Isabelle wheeled the torch around the room, dousing it in wild streaks of light. When she couldn't see anything, Isabelle moved it more carefully across the room, from left to right. And then, in the same corner she had originally seen it shoot across, the shadow was standing still and staring. It was the figure of a human, stretched over the wall and roof so that Isabelle could not judge its size. The light was casting a shadow without anything to block its path.
The shadow remained motionless. The torch in Isabelle's hand began to heat up, as if its batteries were on the verge of exploding. It grew so hot so fast that Isabelle dropped it out of reflex. The torch hit the ground and a crisp sound signaled the bulb had shattered.
The air began to rush around her, and beneath it Isabelle could hear footsteps moving behind her. Without a moment's hesitation she ran towards the door, which was concealed by darkness. As she grasped at the handle a low rumble at first, but then a definite growl, began to emanate from behind her. Isabelle twisted the handle furiously, but it wouldn't turn even an inch. She could feel the monster approaching from behind her. Her fists bashed hopelessly against the wooden door.
Isabelle spun around, and the growling and the rushing wind stopped. The room was silent again. And dark. She wanted desperately to run through to the kitchen, to exit through the back door she had seen there earlier, but the darkness was so complete that Isabelle dared not step forward for fear she would lose her balance and tumble into the void below her feet. And there also was that shadow... and the growling. Isabelle could tell there was still something in the room with her.

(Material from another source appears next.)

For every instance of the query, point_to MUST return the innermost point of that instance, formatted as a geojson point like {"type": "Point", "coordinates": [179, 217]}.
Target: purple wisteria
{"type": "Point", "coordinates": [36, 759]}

She stepped forward, her heart thumping as the floorboards beneath her wheezed between cracked breaths. The kitchen doorway was only a faint outline in the solid darkness. A breeze, accompanied by some muffled, almost inaudible noise, gusted at Isabelle from the bowels of the room. Panicked, she moved into the kitchen with renewed speed, almost falling over her feet for one terrifying second.
An orange light was hanging from the walls in the kitchen. Isabelle gasped as her eyes located it's source. The empty soup bowl, which she had thrown recklessly into the center of the table, now held a dull flame within its grasp. The fire stretched upwards above the table in a thin stream, its tendrils lapping at the roof.